Sekretomic ist der Schlüssel zu Peptiden aus proteolytischer Spaltung
Die Identifizierung der Enzym-Spaltstellen ist eine Herausforderung. Das Forscherteam setzt dabei auf jüngste Fortschritte unter anderem in der Massenspektrometrie (MS) zur Analyse des Sekretoms - eine Methode, mit der von Zellen abgesonderte Proteine umfassend detektiert werden können. In dieser Studie entwickelten sie diese Methode weiter, um proteolytische Spaltungen von Zellmembran-assoziierten Proteinen zu identifizieren. „Unser Ansatz weist extrazellulär freigesetzte Proteinfragmente unabhängig von biochemischen Anreicherungen nach und ist daher besonders empfindlich“, sagt Prof. Felix Meissner, Direktor des Instituts für Angeborene Immunität des UKB. Mithilfe eines maßgeschneiderten Sekretom-MS-Ansatzes identifizierte das Team zwei Hauptklassen von Verbindungen, die durch MMP-2/MMP-9von der Astrozyten-Zelloberfläche freigesetzt werden. Validiert wurden diese neuen Substrate der Neuroinflammation im Maus-Model von Multipler Sklerose und in menschlichen MS-Proben.
Insgesamt liefert die Kombination des Sekretom-MS-Ansatzes mit Kenntnissen über die astrogliale Barriere eine einzigartige Datenbank bisher unbekannter Gelatinase-Substrate, die wahrscheinlich zur Barrierefunktion der astroglialen Grenze beitragen.
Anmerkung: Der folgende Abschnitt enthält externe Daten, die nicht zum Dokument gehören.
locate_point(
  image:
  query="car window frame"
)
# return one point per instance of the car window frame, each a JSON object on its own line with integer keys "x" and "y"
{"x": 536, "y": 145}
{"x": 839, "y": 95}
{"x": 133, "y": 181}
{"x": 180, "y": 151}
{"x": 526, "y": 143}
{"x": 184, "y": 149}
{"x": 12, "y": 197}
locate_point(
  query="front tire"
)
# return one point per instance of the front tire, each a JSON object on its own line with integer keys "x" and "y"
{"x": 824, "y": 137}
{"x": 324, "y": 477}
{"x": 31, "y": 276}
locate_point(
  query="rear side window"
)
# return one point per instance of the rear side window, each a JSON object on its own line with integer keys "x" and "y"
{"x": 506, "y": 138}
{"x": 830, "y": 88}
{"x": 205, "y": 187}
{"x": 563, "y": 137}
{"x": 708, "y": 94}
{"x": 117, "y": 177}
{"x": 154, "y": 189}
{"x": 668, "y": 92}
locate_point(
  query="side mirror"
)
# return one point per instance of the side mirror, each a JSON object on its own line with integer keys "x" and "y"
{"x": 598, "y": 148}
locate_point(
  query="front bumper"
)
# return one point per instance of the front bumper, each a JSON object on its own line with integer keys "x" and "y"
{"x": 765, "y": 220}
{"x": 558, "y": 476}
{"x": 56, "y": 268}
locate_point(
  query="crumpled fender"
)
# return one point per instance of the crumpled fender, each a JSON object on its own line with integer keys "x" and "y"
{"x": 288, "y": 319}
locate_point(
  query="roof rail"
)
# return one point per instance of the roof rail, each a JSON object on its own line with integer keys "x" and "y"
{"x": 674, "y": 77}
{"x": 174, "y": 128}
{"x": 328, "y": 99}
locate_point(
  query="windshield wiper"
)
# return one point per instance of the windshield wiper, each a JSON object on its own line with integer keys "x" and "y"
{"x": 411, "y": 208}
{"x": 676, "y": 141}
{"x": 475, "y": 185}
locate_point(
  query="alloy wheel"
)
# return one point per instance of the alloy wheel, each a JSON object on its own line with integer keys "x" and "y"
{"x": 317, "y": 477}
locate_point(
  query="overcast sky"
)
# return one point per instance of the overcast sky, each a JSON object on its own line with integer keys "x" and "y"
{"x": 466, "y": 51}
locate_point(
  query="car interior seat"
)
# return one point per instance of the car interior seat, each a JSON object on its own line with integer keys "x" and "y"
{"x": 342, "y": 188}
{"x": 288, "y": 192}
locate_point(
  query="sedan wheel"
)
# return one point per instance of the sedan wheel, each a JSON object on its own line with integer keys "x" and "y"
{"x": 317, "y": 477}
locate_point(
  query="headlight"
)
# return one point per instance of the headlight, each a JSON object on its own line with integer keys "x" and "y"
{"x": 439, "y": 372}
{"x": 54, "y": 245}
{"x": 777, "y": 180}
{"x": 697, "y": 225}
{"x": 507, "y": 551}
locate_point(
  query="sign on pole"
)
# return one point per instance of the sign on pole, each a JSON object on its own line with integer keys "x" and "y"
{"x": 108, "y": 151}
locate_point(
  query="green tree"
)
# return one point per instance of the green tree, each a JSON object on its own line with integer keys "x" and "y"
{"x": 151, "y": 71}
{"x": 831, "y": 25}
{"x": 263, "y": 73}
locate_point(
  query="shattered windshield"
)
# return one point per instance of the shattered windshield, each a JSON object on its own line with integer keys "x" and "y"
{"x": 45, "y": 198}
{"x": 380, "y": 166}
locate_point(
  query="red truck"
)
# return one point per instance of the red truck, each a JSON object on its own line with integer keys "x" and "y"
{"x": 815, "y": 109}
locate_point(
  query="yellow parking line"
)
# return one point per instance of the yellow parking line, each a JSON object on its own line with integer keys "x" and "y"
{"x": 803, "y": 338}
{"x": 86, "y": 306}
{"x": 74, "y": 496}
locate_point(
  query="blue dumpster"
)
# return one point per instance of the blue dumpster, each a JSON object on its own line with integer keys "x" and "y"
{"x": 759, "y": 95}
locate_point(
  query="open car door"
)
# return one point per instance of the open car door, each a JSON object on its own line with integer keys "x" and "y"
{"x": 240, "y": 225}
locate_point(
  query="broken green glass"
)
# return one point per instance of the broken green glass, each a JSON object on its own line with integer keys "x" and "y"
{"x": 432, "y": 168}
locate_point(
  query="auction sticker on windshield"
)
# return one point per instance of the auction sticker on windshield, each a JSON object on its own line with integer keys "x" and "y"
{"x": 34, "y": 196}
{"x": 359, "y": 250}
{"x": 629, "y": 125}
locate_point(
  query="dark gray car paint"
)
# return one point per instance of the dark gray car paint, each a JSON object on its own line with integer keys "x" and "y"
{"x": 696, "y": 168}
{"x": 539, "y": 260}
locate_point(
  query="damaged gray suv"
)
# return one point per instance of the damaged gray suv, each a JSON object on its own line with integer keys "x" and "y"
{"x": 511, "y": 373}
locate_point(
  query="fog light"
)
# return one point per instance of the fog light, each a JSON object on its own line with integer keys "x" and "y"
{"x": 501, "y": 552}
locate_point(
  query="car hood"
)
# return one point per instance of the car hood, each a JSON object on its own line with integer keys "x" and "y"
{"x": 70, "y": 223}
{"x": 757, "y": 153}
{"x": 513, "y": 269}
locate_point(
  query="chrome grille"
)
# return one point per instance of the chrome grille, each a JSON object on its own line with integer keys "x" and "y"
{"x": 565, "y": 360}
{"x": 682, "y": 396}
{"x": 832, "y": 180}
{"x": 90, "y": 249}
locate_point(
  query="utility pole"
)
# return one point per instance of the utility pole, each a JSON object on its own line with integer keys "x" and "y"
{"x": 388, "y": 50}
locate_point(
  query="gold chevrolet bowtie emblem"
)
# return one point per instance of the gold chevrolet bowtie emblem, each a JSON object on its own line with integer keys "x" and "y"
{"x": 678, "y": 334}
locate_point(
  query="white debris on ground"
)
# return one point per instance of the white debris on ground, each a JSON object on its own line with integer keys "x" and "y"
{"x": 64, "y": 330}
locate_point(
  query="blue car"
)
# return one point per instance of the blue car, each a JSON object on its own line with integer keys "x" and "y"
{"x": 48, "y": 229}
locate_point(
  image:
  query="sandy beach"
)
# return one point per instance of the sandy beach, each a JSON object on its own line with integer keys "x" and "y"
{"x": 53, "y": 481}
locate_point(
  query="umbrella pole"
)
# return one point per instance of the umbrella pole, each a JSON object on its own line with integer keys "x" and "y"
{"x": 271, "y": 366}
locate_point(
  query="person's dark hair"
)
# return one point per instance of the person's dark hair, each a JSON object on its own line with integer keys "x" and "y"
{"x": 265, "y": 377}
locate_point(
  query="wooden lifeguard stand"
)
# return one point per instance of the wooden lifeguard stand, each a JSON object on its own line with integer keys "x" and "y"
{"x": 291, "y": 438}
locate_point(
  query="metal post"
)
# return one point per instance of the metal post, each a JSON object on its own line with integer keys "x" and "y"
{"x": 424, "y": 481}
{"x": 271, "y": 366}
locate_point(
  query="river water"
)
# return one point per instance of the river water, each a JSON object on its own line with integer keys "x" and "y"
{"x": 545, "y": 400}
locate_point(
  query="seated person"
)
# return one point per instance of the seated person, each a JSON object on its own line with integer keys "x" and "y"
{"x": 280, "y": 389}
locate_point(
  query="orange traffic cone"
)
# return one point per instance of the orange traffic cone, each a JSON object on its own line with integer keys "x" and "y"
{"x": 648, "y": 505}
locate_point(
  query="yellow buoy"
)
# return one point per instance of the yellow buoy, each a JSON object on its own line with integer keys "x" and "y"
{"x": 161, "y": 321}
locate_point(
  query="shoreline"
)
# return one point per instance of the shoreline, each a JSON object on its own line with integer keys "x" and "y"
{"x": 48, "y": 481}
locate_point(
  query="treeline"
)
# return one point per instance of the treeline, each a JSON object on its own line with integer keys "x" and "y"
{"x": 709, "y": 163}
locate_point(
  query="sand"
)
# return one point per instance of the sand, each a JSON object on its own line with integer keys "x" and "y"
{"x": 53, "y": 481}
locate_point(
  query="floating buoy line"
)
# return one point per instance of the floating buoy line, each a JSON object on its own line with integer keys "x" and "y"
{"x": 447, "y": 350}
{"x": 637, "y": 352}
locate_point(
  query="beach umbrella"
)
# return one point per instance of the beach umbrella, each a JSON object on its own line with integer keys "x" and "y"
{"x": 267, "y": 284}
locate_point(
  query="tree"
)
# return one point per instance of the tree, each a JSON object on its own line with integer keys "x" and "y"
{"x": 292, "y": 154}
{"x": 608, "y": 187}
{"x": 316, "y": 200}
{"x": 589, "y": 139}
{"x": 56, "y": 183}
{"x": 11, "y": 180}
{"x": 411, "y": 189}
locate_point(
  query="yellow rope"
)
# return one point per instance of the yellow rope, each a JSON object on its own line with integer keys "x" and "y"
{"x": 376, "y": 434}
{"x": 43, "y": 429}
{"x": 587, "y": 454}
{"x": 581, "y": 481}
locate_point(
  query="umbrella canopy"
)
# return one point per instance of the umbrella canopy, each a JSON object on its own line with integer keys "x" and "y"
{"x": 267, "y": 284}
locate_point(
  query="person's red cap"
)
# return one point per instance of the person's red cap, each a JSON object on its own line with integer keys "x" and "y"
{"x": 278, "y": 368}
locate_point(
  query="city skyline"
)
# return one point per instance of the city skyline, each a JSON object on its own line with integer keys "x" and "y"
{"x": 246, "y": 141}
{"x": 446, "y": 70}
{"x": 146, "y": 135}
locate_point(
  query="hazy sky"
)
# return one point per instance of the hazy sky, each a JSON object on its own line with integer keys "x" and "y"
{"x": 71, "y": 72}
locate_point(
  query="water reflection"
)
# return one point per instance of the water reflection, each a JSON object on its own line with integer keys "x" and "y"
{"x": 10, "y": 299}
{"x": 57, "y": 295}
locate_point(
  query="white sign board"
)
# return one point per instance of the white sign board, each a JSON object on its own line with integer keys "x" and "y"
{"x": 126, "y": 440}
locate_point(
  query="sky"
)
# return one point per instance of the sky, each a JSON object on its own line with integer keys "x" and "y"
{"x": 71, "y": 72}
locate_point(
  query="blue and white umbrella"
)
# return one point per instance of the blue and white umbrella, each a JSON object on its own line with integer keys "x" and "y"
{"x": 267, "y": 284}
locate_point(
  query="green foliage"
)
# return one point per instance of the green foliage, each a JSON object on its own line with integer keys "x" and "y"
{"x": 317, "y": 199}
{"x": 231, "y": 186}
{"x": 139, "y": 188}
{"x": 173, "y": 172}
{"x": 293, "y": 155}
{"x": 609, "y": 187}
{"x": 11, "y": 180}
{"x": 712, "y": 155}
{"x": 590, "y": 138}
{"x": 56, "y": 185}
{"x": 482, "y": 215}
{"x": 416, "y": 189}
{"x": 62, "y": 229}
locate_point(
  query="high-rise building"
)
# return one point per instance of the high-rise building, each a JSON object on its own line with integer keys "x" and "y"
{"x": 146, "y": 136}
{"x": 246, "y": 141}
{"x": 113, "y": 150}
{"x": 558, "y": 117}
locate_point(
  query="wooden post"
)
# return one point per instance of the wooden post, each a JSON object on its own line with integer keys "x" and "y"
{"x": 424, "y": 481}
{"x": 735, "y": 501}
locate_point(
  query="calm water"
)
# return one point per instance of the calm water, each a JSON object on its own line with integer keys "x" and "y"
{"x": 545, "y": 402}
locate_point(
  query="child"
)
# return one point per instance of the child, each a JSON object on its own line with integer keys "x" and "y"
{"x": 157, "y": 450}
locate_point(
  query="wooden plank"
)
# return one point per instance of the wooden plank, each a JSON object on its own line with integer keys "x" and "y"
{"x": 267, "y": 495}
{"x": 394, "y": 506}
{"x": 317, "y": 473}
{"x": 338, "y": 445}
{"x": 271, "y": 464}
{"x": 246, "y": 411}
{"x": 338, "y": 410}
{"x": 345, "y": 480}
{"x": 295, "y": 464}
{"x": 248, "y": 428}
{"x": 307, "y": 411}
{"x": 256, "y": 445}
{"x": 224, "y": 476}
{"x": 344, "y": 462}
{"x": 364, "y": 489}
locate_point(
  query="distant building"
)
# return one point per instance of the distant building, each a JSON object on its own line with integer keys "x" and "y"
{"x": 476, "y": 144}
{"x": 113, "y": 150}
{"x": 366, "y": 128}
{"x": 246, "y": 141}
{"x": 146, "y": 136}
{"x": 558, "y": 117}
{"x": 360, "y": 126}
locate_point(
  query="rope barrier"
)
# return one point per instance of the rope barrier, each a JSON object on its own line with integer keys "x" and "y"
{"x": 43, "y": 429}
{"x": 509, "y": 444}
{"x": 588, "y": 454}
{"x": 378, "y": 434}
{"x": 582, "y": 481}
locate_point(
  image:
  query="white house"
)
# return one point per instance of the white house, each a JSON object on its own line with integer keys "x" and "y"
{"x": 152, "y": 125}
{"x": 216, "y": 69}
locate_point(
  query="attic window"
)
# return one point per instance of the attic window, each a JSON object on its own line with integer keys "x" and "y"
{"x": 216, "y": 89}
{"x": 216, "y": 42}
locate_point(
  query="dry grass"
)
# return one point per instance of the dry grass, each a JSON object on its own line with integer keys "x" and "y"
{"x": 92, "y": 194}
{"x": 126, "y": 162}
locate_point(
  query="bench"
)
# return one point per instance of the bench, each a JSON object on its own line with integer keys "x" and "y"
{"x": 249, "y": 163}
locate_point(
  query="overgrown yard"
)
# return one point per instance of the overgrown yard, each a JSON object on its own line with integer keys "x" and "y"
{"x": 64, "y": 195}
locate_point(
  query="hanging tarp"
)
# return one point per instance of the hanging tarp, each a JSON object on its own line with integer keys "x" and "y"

Zudem deutet vieles darauf hin, dass die MMP-2/MMP-9-Aktivität auch die Kommunikation zwischen Astrozyten und Neuronen beeinflussen kann. „Unser Ansatz zur Identifizierung von proteolytischen Prozessen, die die astrogliale Barrierefunktion steuern, funktioniert und bietet Möglichkeiten für zukünftige Forschungen zum Verständnis der molekularen Natur der Astroglia-Barriere und ihres Beitrags zur BHS“, sagt Prof. Meissner.